301 Redirect

An HTTP status code that permanently redirects one URL to another, telling browsers and search engines that the original page has moved and passing the majority of its link equity to the new destination.

Updated June 9, 2026

TL;DR

A 301 redirect permanently moves a page to a new URL. Search engines follow it, update their index, and transfer ~99% of link equity to the new URL. It's the safest way to change URLs without losing rankings.

Key Points

301 redirects pass link equity (PageRank) to the destination URL — Google has confirmed near-full PageRank transfer for correctly implemented 301s

A 302 redirect (temporary) does not transfer PageRank and should only be used for genuinely temporary redirects (A/B tests, maintenance pages)

Redirect chains (A → B → C) dilute link equity at each hop and slow page load — always redirect directly to the final destination

Implementing site-wide HTTPS migration requires 301 redirects from all HTTP URLs to their HTTPS equivalents

When to Use a 301 Redirect

A 301 redirect is appropriate any time a URL permanently changes[1]. Common use cases: migrating from HTTP to HTTPS, changing URL slugs for SEO optimization, merging two pages into one after a Content Audit, consolidating duplicate content to a canonical URL, rebranding with a new domain, and removing trailing slashes or enforcing www vs non-www consistency. Every time you change a URL that has backlinks or Organic Traffic without implementing a 301 redirect, you're discarding the accumulated link equity those pages have built. Even a page with just a handful of external links is worth redirecting — broken links waste crawl budget and frustrate users.

301 vs 302 vs 307

HTTP has multiple redirect codes with distinct meanings for SEO[1][2]. 301 (Moved Permanently): the resource has moved permanently; search engines update their index and pass link equity. 302 (Found / Moved Temporarily): the resource is temporarily at a different URL; search engines keep the original URL indexed and typically don't transfer link equity. 307 (Temporary Redirect): similar to 302 but preserves the HTTP method. 308 (Permanent Redirect): like 301 but preserves the HTTP method. For SEO purposes, always use 301 for permanent changes.

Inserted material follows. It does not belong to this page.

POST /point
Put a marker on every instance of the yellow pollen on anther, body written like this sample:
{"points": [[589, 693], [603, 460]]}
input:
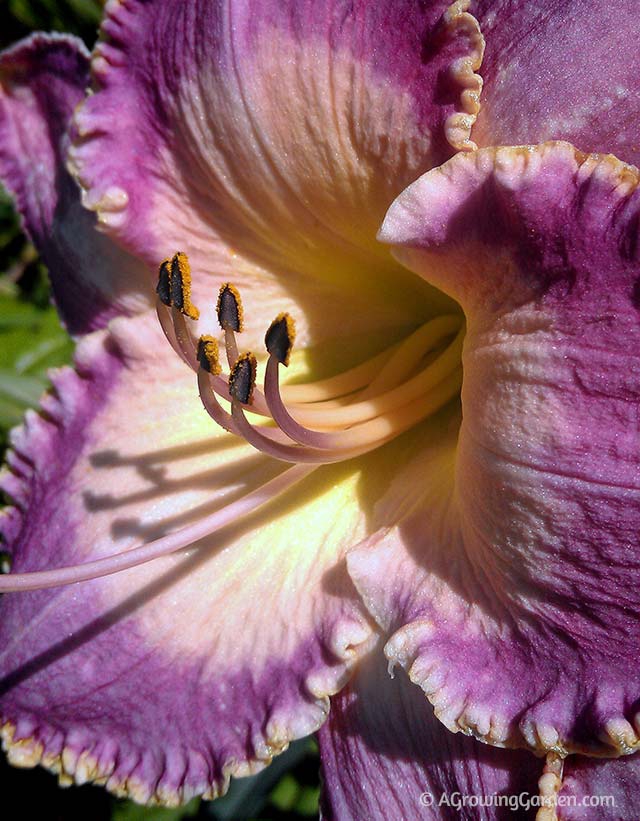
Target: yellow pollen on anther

Using 302 for a permanent move is a common mistake — the original URL stays indexed even as the content lives elsewhere, and no link equity is transferred.

Redirect Chains and Loops

A redirect chain occurs when A redirects to B, which redirects to C. Each hop in the chain wastes crawl budget and risks losing link equity[2]. If URL A has backlinks and you redirect A → B → C, the authority flows through two hops instead of directly to the final destination — and Google may stop following the chain after too many hops. Fix chains by updating all redirects to point directly to the final URL. A redirect loop (A → B → A) causes browsers and crawlers to give up and show an error. Both problems are easily detected with crawl tools like Screaming Frog, which map your entire redirect graph. After any significant URL restructuring, audit for chains as a standard cleanup step.